I was born in the South, and grew up in the countryside. I’ve traveled across it, from Tennessee to Virginia to Georgia to Arkansas. I’ve seen the depths of degeneracy the people there live in firsthand. Poor economic prospects, little sense of personal and communal identity, little to no connection to the land itself, and diverse, crime-riddled communities result in social alienation and depression for many. Oftentimes, these feelings are combated with alcohol and hard drugs, which only deepen the issues that many Southerners face. They share many parallels to citizens of the Rust belt; when economic prosperity had all dried up, the underlying cracks in the foundation began to worsen and divide. The South have been dealing with this issue since reconstruction. The pride and cultural heritage of the South barely remains in the inhabitants of the land. In most meaningful ways, the South is no more; it has been assimilated into the collective. The Confederacy doesn’t exist in any meaningful way, and if you disagree with me, let’s take a road trip through the South. It’s a shell of its former self, begging to be put out of its misery.

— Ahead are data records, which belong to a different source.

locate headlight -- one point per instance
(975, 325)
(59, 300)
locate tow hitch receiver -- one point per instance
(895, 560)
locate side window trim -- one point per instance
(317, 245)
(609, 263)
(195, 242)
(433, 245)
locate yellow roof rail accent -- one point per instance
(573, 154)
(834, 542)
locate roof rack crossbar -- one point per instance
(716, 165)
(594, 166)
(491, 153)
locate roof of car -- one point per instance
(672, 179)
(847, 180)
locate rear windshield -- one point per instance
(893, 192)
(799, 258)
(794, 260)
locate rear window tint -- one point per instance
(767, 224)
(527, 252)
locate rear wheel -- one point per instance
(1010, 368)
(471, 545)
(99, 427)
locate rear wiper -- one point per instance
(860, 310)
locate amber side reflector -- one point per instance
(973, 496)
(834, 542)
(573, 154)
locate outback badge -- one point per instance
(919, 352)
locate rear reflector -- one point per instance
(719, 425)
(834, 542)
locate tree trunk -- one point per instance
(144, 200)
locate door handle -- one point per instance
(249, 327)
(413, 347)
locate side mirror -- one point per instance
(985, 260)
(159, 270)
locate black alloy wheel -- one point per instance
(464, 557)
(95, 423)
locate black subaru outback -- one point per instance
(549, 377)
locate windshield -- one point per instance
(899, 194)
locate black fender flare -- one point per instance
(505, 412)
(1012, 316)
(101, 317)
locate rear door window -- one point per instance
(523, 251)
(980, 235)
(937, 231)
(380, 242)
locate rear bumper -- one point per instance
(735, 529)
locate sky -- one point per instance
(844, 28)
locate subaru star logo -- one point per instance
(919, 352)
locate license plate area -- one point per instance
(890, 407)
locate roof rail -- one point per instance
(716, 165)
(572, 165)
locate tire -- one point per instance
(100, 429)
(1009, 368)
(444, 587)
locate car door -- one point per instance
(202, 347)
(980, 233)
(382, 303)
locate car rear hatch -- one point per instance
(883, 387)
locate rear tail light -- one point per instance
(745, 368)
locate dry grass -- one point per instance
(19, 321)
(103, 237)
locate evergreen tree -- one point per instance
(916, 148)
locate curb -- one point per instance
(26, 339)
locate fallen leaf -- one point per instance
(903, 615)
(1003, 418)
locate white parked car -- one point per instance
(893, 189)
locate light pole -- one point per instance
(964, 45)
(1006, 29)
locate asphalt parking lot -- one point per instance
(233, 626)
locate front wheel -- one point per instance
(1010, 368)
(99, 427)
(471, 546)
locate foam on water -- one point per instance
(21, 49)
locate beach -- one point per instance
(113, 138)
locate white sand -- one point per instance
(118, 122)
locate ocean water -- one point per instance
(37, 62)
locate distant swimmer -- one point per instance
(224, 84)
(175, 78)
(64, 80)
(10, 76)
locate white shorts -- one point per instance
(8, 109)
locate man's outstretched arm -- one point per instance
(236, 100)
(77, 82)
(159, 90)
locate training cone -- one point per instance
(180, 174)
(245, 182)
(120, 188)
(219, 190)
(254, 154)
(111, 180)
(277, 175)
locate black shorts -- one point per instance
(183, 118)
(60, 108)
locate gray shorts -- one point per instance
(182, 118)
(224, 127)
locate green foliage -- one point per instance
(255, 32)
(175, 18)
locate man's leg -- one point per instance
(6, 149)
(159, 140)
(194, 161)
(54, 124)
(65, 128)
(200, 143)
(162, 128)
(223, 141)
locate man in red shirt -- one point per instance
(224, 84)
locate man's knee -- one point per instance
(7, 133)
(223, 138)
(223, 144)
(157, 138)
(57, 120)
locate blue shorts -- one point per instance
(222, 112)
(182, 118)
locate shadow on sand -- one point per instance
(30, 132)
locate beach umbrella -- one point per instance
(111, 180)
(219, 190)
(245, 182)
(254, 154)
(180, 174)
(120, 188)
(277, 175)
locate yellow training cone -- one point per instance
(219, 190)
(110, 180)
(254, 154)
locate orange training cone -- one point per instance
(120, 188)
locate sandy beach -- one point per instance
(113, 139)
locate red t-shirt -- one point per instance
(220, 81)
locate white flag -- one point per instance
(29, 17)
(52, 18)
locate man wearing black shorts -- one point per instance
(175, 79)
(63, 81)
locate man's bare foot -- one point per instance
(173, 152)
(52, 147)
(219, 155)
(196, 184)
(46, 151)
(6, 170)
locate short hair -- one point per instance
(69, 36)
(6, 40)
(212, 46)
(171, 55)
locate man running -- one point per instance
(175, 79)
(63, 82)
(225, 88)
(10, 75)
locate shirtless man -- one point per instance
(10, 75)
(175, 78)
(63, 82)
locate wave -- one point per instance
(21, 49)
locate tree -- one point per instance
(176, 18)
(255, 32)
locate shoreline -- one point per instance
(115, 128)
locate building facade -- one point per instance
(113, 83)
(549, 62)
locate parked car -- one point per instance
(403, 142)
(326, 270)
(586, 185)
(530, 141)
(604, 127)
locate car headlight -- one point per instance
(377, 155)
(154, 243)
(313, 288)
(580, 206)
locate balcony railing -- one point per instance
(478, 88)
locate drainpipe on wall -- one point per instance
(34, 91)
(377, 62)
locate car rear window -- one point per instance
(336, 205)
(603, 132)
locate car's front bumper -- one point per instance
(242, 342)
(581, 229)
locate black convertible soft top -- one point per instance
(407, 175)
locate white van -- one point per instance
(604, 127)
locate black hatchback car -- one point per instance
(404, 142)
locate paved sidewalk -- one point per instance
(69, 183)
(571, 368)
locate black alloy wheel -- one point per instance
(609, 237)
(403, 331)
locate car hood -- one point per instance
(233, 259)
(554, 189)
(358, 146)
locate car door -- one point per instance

There are several “Southern Nationalist” groups out there, such as the League of the South, that wish to see the southern states re-form the Confederacy. Secession from the United States is a common wish that I hear from these groups. In fact, my discovery of these groups and their ideas are what prompted this re-examination of the South, from its previous glory to its current state. They are not alone in wishing to see a portion of the US head out on it’s own – that’s something I’ve wanted to see for awhile now. As tempting as it is for me to throw my hat in with them, I can’t help but to see the reality of what has happened to this region. Southerners have long yearned for a return to the old ways; a return to tradition, to community, to landedness and the aristocracy that formed from it. That Southron dream remains alive, and will remain alive, so long as there exists Southerners at heart. But it is and will remain just that; merely a dream, a wish, hiraeth….a longing for an era whose time has came and gone. Where there was once an American people of “blood and soil” sensibilities, there is no more. Their “blood” is tainted with the afflictions of modernity and an addiction to the syringe, cutoff and estranged from the “soil” they once rooted themselves in. There is no real “soil” in America, no deep identity to cling to anymore. Beneath the asphalt is bedrock. We are a superficial people.